The win probabilities come from different sources. My original model is based on Home and Away points scored per game played in 2018 only. The ELO model is based on data from FiveThirtyEight’s NFL Forecasting Game with data from 1920. The win probabilities table also includes money line odds taken from Pinnacle the morning that this blog post is published.

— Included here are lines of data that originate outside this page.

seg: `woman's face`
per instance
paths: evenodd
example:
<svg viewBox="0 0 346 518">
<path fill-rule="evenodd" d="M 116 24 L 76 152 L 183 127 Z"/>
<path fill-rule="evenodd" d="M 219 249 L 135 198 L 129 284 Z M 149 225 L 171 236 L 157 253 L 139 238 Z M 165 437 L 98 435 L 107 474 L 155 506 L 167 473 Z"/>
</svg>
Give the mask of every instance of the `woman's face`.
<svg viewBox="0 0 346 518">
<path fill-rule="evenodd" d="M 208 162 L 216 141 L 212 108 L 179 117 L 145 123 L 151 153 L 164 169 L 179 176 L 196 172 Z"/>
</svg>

As usual I used the Fantasy Points-Per-Reception (PPR) scores for my predictions which comes from the following:
1 point per 25 yards passing
4 points per passing touchdown
-2 points per interception thrown
1 point per reception
1 point per 10 yards rushing/receiving
6 points per TD
2 points per two-point conversion
-2 points per fumbles lost
All predictive elements for Fantasy Football Models and Win Probabilities are for entertainment purposes only. Do your own research before making any decisions on your Fantasy Football team especially in money leagues!!